Context: Deep learning has achieved remarkable progress in various domains. However, like any software system, deep learning systems contain bugs, some of which can have severe impacts, as evidenced by crashes involving autonomous vehicles. Despite substantial advancements in deep learning techniques, little research has focused on reproducing deep learning bugs, which is an essential step for their resolution. Existing literature suggests that only 3% of deep learning bugs are reproducible, underscoring the need for further research. Objective: This paper examines the reproducibility of deep learning bugs. We identify edit actions and useful information that could improve the reproducibility of deep learning bugs. Method: First, we construct a dataset of 668 deep-learning bugs from Stack Overflow and GitHub across three frameworks and 22 architectures. Second, out of the 668 bugs, we select 165 bugs using stratified sampling and attempt to determine their reproducibility. While reproducing these bugs, we identify edit actions and useful information for their reproduction. Third, we used the Apriori algorithm to identify useful information and edit actions required to reproduce specific types of bugs. Finally, we conducted a user study involving 22 developers to assess the effectiveness of our findings in real-life settings. Results: We successfully reproduced 148 out of 165 bugs attempted. We identified ten edit actions and five useful types of component information that can help us reproduce the deep learning bugs. With the help of our findings, the developers were able to reproduce 22.92% more bugs and reduce their reproduction time by 24.35%. Conclusions: Our research addresses the critical issue of deep learning bug reproducibility. Practitioners and researchers can leverage our findings to improve deep learning bug reproducibility.

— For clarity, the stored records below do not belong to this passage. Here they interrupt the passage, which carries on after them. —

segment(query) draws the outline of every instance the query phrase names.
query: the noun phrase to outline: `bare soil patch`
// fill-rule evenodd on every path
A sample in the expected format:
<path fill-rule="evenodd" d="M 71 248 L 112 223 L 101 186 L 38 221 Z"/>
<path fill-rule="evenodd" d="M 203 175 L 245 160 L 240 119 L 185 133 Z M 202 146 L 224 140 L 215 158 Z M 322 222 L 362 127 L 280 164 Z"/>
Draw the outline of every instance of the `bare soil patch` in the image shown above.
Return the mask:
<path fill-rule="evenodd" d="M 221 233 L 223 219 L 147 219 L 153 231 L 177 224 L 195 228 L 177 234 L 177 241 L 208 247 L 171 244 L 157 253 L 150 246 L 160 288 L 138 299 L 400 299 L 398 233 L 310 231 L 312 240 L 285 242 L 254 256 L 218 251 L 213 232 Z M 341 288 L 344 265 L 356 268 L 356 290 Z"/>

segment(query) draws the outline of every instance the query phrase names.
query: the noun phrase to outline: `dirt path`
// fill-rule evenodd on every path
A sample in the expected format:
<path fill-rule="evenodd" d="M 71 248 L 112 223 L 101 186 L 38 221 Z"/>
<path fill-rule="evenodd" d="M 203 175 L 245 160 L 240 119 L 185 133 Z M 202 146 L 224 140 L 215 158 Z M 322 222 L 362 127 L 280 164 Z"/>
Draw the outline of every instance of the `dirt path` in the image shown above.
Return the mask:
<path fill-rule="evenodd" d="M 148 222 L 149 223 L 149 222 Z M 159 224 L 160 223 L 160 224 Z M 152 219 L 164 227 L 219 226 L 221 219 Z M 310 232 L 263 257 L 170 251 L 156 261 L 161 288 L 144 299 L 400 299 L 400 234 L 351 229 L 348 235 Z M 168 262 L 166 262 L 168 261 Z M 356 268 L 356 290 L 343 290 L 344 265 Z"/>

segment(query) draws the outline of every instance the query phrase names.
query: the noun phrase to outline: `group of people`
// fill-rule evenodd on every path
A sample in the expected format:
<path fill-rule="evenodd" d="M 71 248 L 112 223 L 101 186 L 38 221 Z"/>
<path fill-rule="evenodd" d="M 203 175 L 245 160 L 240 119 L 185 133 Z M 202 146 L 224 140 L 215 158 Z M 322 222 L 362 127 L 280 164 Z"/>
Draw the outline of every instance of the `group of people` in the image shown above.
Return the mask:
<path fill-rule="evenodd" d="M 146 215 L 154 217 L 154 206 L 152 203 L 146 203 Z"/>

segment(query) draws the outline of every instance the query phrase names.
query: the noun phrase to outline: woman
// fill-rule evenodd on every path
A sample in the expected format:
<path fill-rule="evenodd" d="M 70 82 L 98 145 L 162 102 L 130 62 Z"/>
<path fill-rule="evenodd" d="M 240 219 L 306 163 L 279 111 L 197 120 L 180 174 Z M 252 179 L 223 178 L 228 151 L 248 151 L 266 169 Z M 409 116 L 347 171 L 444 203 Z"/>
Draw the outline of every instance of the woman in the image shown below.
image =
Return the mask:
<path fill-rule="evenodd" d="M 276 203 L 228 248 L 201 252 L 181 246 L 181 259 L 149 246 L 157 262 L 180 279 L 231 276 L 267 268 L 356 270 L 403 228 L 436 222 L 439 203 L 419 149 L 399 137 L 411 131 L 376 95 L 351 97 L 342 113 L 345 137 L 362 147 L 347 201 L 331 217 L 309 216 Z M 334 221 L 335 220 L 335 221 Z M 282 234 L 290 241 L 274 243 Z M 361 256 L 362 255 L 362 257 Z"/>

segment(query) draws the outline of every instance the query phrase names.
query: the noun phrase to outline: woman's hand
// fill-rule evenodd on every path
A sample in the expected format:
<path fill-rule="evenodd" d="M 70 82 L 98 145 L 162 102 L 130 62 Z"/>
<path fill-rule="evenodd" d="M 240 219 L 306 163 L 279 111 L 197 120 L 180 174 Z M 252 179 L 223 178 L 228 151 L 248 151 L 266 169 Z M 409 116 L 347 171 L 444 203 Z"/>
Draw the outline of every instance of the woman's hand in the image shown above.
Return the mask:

翻译：背景：深度学习已在多个领域取得显著进展。然而，与任何软件系统一样，深度学习系统也存在缺陷，其中部分可能造成严重后果，自动驾驶车辆相关事故即为明证。尽管深度学习技术已取得长足进步，但针对深度学习缺陷复现的研究却十分有限，而缺陷复现正是问题解决的关键步骤。现有文献表明仅3%的深度学习缺陷具备可复现性，凸显了深化研究的必要性。目标：本文系统探究深度学习缺陷的可复现性问题，旨在识别能够提升缺陷复现率的编辑操作与有效信息。方法：首先，我们从Stack Overflow和GitHub平台收集涵盖三大框架与22种架构的668个深度学习缺陷构建数据集。其次，采用分层抽样从668个缺陷中选取165个案例，尝试确定其可复现性。在复现过程中，我们系统记录复现所需的编辑操作与有效信息。第三，运用Apriori算法识别特定类型缺陷复现所需的关键信息与编辑操作。最后，我们开展了涉及22名开发者的用户研究，以评估研究发现在实际场景中的有效性。结果：在尝试复现的165个缺陷中，我们成功复现了148个。研究识别出十类编辑操作与五类有效的组件信息，这些要素能够显著促进深度学习缺陷的复现。基于本研究的发现，开发者成功复现的缺陷数量提升了22.92%，复现时间缩短了24.35%。结论：本研究针对深度学习缺陷可复现性这一关键问题提出了解决方案。从业者与研究人员可借助本研究成果有效提升深度学习缺陷的复现能力。